Un racconto che si svolge nell’area del monte Vulture luogo dove si trova l’Abbazia di San Michele Arcangelo
La scrittrice lucana Patrizia Bianco ripropone ai lettori e all’intero panorama letterario lucano il suo primo impegno “Controcanto, verso il vento” a cui poi ha fatto seguito “Radici Lucane”. Un pamphlet ripubblicato a novembre scorso dall’editore Kimerik dove la potentina Bianco ritorna ai temi lucani in contiguità temporale e spaziale e, per molti aspetti, in continuità tematica con Radici , quasi a voler suggerire una programmata serie di un “ciclo”. Pagine con il netto sapore autobiografico la cui vicenda è scandita nello spazio e nel tempo di un viaggio di ritorno alle origini, tema a lei congeniale. La narrazione del viaggio si svolge su due piani, quello di spostamento reale e l’altro materiato di memoria di luoghi e di vicende, di sollecitazioni emotive, di riflessioni sulle proprie ragioni interiori e di risposta ad esigenze di conferme. Un racconto semplice che si svolge nell’area del monte Vulture, un territorio non molto ampio, che gode di uno splendido paesaggio, che l’autrice descrive come se avesse fra le mani una macchina da presa: in ogni “inquadratura” coglie l’armonia della composizione paesaggistica nell’alternarsi di montagne e colline, laghi e boschi in cui è incastonata l’antica bianca abbazia benedettina di San Michele Arcangelo. Uno scritto coinvolgente in cui l’autrice lucana riesce a trasportare il lettore tra le distese dei vigneti da cui si produce il ben noto vino Aglianico, che negli ultimi decenni, sottratto alla commercializzazione di vino da taglio, ha acquisito una propria individualità e il riconoscimento tra i più pregiati vini nazionali.

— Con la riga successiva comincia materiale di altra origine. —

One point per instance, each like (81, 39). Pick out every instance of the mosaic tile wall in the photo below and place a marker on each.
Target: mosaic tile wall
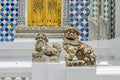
(78, 13)
(8, 19)
(107, 12)
(112, 29)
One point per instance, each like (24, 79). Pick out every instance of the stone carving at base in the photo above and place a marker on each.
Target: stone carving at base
(78, 53)
(44, 52)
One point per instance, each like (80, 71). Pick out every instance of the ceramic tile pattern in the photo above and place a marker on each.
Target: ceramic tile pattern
(8, 19)
(95, 10)
(112, 29)
(79, 12)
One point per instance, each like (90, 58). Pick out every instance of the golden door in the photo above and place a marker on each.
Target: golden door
(44, 13)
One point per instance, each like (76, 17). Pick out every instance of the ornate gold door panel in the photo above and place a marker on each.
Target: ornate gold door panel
(44, 13)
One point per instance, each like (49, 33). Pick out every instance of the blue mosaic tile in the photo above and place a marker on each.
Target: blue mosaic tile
(8, 19)
(79, 13)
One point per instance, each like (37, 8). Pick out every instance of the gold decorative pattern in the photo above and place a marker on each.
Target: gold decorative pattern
(44, 13)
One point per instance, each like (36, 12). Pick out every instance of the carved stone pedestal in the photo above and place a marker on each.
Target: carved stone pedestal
(48, 71)
(46, 59)
(78, 73)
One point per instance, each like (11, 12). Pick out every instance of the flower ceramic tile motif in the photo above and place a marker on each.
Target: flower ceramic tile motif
(79, 13)
(8, 19)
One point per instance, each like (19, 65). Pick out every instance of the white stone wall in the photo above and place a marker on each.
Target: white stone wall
(117, 18)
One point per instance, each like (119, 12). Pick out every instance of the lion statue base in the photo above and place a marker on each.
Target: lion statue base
(44, 52)
(78, 53)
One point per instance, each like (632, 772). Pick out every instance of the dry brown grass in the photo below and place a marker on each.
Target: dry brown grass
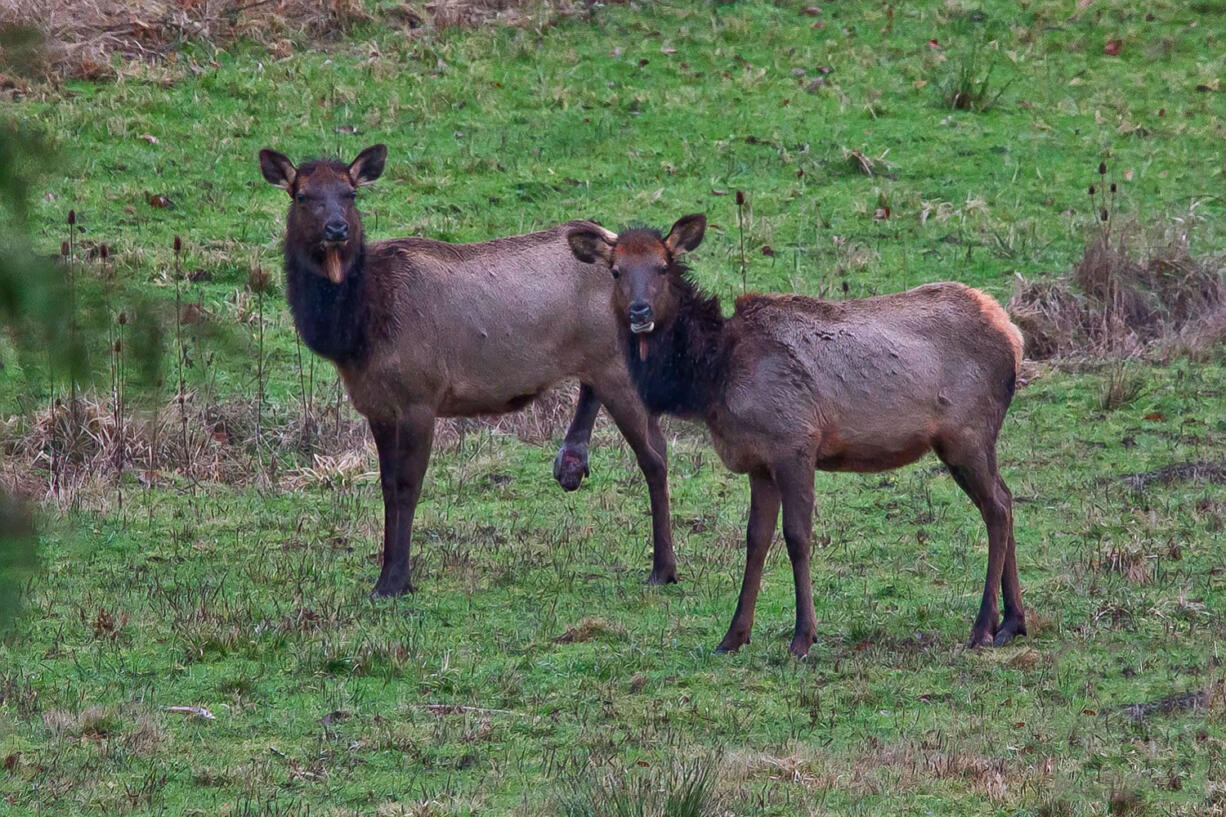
(75, 454)
(1126, 302)
(82, 37)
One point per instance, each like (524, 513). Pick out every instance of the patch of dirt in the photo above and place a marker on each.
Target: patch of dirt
(589, 629)
(1202, 471)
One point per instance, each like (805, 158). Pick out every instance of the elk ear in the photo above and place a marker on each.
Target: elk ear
(368, 166)
(685, 234)
(277, 169)
(591, 245)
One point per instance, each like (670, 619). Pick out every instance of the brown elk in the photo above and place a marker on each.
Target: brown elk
(421, 329)
(788, 384)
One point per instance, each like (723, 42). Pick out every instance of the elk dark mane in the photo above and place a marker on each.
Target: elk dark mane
(684, 364)
(334, 319)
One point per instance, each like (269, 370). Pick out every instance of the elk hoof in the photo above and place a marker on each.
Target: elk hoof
(662, 577)
(570, 467)
(1008, 629)
(731, 644)
(980, 638)
(391, 589)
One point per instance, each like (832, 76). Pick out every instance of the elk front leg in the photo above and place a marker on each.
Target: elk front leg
(403, 448)
(796, 490)
(759, 533)
(570, 464)
(647, 442)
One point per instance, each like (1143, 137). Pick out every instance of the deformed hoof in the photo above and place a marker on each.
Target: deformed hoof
(1008, 631)
(731, 644)
(391, 590)
(570, 467)
(980, 639)
(663, 577)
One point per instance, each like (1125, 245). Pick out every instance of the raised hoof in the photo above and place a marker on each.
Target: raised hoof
(1008, 631)
(731, 644)
(570, 467)
(663, 577)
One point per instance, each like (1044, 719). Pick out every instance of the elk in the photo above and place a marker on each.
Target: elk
(790, 384)
(421, 329)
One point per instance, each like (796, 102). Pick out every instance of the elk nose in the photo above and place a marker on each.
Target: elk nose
(640, 313)
(336, 231)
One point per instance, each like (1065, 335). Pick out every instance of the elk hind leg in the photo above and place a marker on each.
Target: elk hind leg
(974, 469)
(763, 515)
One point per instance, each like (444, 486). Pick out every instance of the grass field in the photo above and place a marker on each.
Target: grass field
(533, 672)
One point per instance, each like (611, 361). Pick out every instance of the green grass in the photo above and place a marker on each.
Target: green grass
(249, 599)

Protagonista con una fine morale è Saverio Sonnessa, un giovane con problemi di adattamento alla vita di relazione che gli impediscono di seguire le normali tappe evolutive dalla preadolescente sino all’età adulta. Emarginato nelle relazioni umane, esposto al ridicolo perché balbuziente, respinto dalla scuola a causa della dislalia, Saverio non si ribella alle umiliazioni, alle ingiustizie, ma reagisce autoescludendosi dalla partecipazione alla vita di gruppo e sceglie come difesa dalle battiture della vita e degli uomini di estraniarsi, rifugiandosi in un suo mondo fantastico e svagato, di qui il suo modo trasognato di guardare la realtà che lo circonda. C’è una attenzione empatica ai soggetti posti ai margini della vita sociale frutto di una propria e radicata concezione morale cristiana che sostiene da sempre il suo impegno intellettuale di scrittrice. Potremo definirla una lucana che scrive con il cuore rivolta gli umili, coloro che hanno diritto di stare nel mondo e a portare il proprio mattone alla costruzione di una società giusta e inclusiva. C’è uno sguardo rivolto agli oppressi che nella nostra contemporaneità hanno il diritto di esprimere le proprie passioni e aspirano a realizzarle. Da leggerlo dalla prima a l’ultima pagina, perché semplice, ricco di passione, di morale alta con una visuale a temi storici e culturali del periodo in cui è ambientato. È un libro dove il vero Incanto e ritrovare il filo rosso dell’amore, lo spirito di solidarietà per i più deboli dove si capisce il valore vero dell’etica del sacrifico finalizzato alla propria realizzazione personale quando ci si mette al servizio della propria comunità. Dopo aver letto l’ultima pagina del libro di Patrizia Bianco ti accorgi che c’è una pagina in più una: porta che si apre per lasciare entrare più luce nei nostri pensieri.